Questions abound about the US position, a heavy weight whose action would influence the outcome of the negotiations. Last week, US Trade Representative Kathrine Tai acknowledged the need for “developments” at the World Trade Organization. Some observers noted that the comments were in stark contrast to the language of the previous administration on intellectual property rights.

Housing also stressed that the “unnecessary deaths and suffering” during the HIV / AIDS epidemic caused by “policies and actions that restricted access to medicines” should not be repeated.

In the 1990s, at the height of the HIV / AIDS crisis, millions of people died in the developing world without access to necessary drugs that were available on the market but were too expensive because of patent rules.

“Politically (the Housing statement) was a very positive sign, although it is unclear how this would translate into the actual approach,” said Yuanqiong Hu, legal adviser for the Access Campaign for MSF.

Lack of vaccine

One year into the pandemic, one in four people in rich countries have been vaccinated, compared with one in 500 in low-income nations, according to WHO estimates.

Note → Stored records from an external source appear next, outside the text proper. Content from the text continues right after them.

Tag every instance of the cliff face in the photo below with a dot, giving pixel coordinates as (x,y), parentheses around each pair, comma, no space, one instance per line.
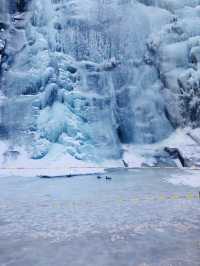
(93,75)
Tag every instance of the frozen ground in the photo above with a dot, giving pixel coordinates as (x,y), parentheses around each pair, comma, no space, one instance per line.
(139,218)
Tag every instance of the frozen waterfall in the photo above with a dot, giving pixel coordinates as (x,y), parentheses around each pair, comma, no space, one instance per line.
(81,74)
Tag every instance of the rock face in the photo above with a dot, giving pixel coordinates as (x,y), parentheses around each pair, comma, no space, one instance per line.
(92,75)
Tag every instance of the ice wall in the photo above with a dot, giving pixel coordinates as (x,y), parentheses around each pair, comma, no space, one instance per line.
(92,75)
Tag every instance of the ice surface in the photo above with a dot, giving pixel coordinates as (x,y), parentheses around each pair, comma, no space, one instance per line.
(137,218)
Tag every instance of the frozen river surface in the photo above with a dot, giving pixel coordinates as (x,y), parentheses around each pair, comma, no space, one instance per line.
(136,219)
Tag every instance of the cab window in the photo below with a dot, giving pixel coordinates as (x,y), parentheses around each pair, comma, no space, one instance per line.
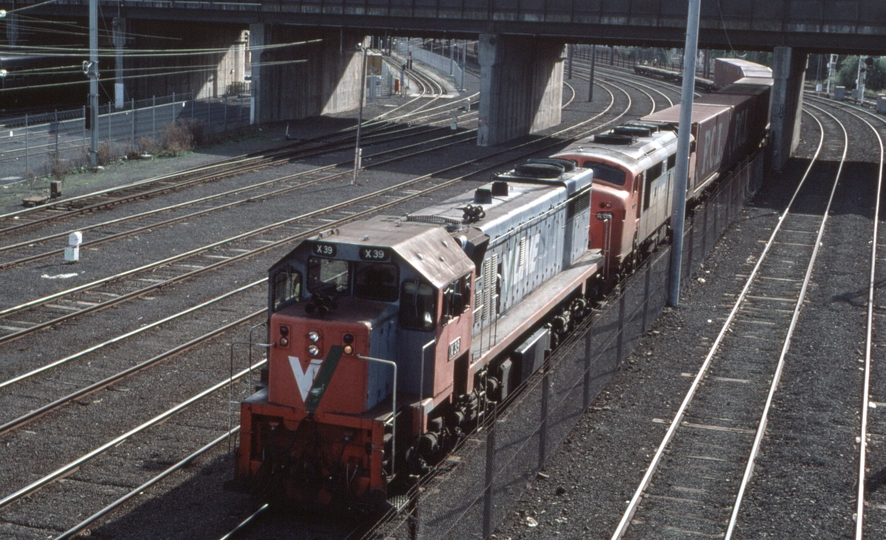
(328,276)
(376,281)
(286,288)
(418,306)
(457,298)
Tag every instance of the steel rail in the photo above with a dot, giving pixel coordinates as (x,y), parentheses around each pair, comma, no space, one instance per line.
(82,460)
(764,419)
(634,503)
(459,138)
(139,330)
(183,179)
(42,410)
(246,160)
(869,324)
(174,468)
(245,523)
(176,258)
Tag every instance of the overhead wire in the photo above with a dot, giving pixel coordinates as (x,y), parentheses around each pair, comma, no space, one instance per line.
(138,53)
(212,69)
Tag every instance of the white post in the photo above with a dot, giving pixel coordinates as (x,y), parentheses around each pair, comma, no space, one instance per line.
(393,409)
(359,116)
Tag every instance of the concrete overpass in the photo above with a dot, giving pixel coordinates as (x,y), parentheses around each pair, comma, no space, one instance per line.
(521,43)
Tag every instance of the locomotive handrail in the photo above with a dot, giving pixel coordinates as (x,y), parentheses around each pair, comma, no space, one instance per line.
(421,382)
(393,409)
(251,366)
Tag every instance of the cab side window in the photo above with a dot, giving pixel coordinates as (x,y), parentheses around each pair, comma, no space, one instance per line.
(457,298)
(418,306)
(328,276)
(287,288)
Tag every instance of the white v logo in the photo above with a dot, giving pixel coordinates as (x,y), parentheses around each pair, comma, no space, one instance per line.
(304,378)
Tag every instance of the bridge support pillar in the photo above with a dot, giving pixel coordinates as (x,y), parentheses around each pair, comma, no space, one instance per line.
(789,73)
(521,87)
(318,73)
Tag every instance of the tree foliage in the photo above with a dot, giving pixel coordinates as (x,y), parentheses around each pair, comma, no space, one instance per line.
(875,75)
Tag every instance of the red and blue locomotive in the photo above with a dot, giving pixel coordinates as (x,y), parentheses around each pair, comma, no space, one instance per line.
(390,336)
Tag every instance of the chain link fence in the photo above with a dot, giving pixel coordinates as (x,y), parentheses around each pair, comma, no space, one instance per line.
(41,145)
(511,448)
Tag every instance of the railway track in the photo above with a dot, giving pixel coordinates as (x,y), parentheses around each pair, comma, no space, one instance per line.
(21,511)
(693,485)
(870,501)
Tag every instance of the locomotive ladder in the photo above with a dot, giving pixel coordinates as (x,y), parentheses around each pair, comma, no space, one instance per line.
(692,486)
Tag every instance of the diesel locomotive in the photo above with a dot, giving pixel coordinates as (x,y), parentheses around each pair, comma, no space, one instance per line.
(390,337)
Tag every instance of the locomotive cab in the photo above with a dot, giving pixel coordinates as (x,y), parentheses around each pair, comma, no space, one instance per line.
(349,310)
(631,198)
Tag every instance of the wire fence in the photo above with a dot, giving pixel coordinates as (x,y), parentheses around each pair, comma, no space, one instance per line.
(39,145)
(512,448)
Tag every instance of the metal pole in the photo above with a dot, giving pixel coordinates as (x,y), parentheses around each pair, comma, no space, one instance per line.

In a further blow to the global roll-out of vaccines, India decided in early April to temporarily suspend exports of the AstraZeneca from the Serum Institute – the world’s largest injection manufacturer – to meet domestic demands amid a steep surge in infections among 1.4 billion people the country.

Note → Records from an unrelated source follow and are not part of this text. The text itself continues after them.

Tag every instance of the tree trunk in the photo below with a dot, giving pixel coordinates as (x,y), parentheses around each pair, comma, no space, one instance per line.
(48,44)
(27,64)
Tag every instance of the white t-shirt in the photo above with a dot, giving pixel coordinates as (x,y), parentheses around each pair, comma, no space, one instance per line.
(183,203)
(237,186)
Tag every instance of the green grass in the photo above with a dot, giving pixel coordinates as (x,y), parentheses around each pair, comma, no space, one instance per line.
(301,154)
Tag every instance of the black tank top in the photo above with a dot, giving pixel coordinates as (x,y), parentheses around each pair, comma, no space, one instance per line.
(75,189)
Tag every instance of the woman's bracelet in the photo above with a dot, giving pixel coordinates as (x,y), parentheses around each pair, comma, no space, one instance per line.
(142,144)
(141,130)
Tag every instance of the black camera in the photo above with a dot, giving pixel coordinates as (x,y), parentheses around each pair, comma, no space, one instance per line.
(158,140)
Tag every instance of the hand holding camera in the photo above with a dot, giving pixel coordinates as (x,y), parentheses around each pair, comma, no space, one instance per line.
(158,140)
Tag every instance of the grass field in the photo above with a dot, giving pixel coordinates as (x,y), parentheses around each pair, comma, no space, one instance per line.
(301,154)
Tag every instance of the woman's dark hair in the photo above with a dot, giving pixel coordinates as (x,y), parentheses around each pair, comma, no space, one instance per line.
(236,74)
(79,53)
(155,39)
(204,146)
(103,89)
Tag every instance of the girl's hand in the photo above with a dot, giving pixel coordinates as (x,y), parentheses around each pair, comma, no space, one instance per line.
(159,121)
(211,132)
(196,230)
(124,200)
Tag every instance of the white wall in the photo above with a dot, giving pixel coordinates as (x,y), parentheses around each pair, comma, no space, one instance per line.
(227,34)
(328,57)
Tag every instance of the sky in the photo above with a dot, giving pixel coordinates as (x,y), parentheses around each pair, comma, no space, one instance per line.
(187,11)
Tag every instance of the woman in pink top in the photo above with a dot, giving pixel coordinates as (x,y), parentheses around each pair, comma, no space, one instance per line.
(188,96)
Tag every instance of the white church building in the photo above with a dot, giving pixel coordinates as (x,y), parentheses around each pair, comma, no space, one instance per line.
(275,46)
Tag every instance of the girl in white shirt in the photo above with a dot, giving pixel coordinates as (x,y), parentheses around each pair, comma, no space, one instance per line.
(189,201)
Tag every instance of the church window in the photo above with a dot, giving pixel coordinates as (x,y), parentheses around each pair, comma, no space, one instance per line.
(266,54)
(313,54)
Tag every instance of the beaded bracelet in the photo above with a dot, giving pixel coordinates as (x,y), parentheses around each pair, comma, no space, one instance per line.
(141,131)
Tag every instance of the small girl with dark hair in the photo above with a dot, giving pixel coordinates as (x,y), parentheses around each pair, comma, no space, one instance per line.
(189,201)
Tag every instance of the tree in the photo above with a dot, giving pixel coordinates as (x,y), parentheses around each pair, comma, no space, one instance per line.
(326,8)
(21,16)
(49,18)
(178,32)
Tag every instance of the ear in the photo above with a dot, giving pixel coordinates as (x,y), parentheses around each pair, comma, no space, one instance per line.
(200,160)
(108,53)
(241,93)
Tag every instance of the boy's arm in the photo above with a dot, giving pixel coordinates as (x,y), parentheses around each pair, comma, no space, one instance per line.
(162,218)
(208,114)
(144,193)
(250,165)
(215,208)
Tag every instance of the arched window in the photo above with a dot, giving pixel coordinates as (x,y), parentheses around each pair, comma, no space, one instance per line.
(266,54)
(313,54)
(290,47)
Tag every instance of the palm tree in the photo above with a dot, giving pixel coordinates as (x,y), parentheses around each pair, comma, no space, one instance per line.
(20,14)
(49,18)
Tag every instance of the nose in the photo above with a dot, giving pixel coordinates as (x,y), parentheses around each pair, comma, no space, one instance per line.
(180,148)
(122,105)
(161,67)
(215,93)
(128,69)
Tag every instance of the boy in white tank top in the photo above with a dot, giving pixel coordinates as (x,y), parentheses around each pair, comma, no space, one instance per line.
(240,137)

AstraZeneca’s injection, which is relatively cheap and easy to store, is key to developing countries vaccination efforts and is a major supplier of COVAX – a United Nations-backed global mechanism that seeks to guarantee free vaccines for the poorest countries.

The decision was expected to disrupt more than 90 million doses that were due to COVAX, a result that Africa’s Center for Disease Control and Prevention director John Nkengasong defined as “catastrophic”.

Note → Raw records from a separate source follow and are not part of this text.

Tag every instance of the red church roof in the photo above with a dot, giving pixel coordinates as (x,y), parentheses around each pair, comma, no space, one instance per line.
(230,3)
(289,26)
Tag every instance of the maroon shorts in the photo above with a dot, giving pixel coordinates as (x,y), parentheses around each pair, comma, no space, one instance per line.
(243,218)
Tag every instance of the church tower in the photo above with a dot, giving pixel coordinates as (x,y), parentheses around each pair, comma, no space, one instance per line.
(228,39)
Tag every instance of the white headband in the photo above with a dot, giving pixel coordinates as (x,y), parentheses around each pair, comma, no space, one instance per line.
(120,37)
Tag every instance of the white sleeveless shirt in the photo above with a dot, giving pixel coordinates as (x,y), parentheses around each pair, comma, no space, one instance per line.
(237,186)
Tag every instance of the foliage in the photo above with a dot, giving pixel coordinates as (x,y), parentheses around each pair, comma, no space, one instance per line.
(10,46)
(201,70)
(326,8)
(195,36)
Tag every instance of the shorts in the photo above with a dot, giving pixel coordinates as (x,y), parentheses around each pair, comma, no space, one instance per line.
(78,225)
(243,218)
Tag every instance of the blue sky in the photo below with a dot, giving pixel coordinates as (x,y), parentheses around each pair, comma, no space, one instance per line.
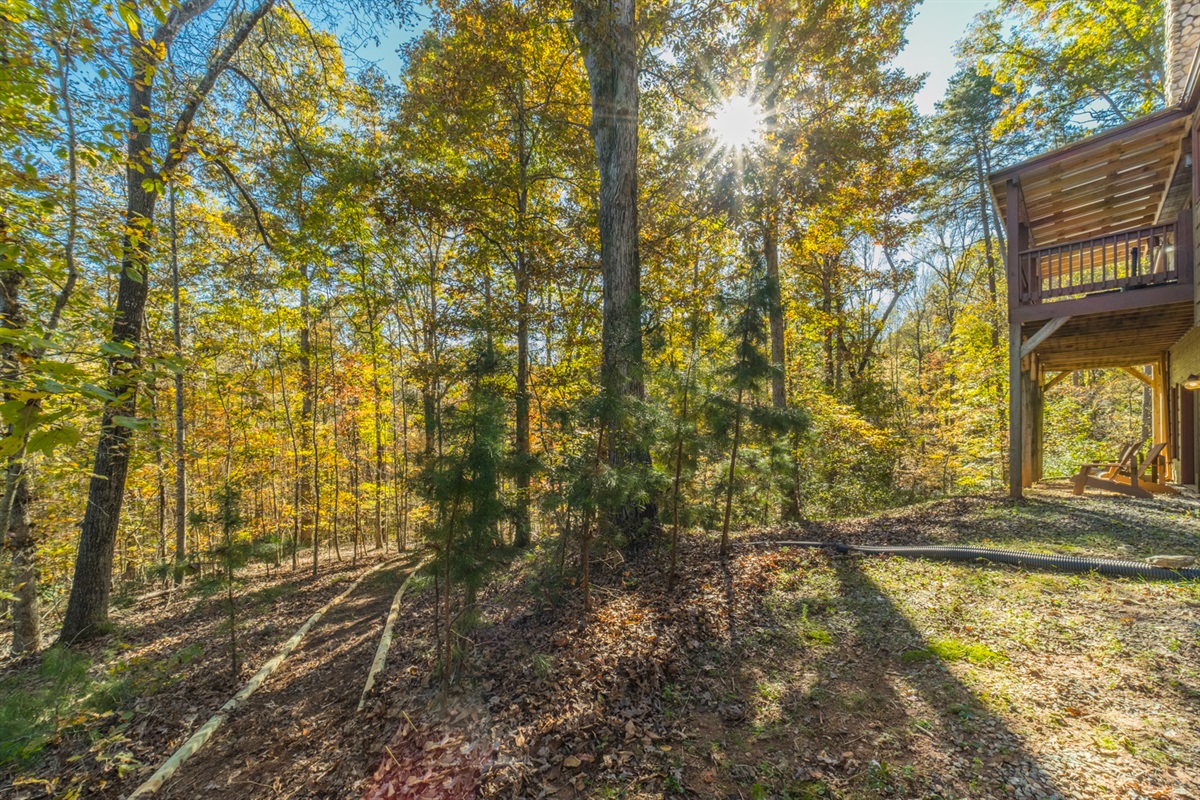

Most African countries have relied on doses provided by the global platform, but less than 1 percent of the continent’s population has received a single dose of vaccine, according to Our World in Data. In contrast, the United Kingdom has given at least one shot to nearly half of its population, compared to nearly 40 percent of people in the US and more than 19 percent in the EU.

Sponsors of the waiver have argued that the disruption to vaccine supplies caused by India’s decision to suspend exports highlights the limits of the current method of vaccine production, centered largely on single voluntary agreements managed by corporate rights holders retains full control over the use of its technology, production volume and prices.

“The deal between AstraZeneca and the SII shows a flow in the current way in which a vaccine is accessed as it is one unique deal on which billions of people rely,” said Sangeeta Shashikant, legal adviser on for the Third World Network, an international advocacy organization.

Meanwhile, the pressure is increasing from civil society as well. Last week, more than 170 former heads of state and government, as well as Nobel lawmakers, urged US President Joseph Biden to support the proposed TRIPS waiver.

The letter followed suit from civil society organizations, including Amnesty and MSF, emphasizing how the current model cannot guarantee sustainability.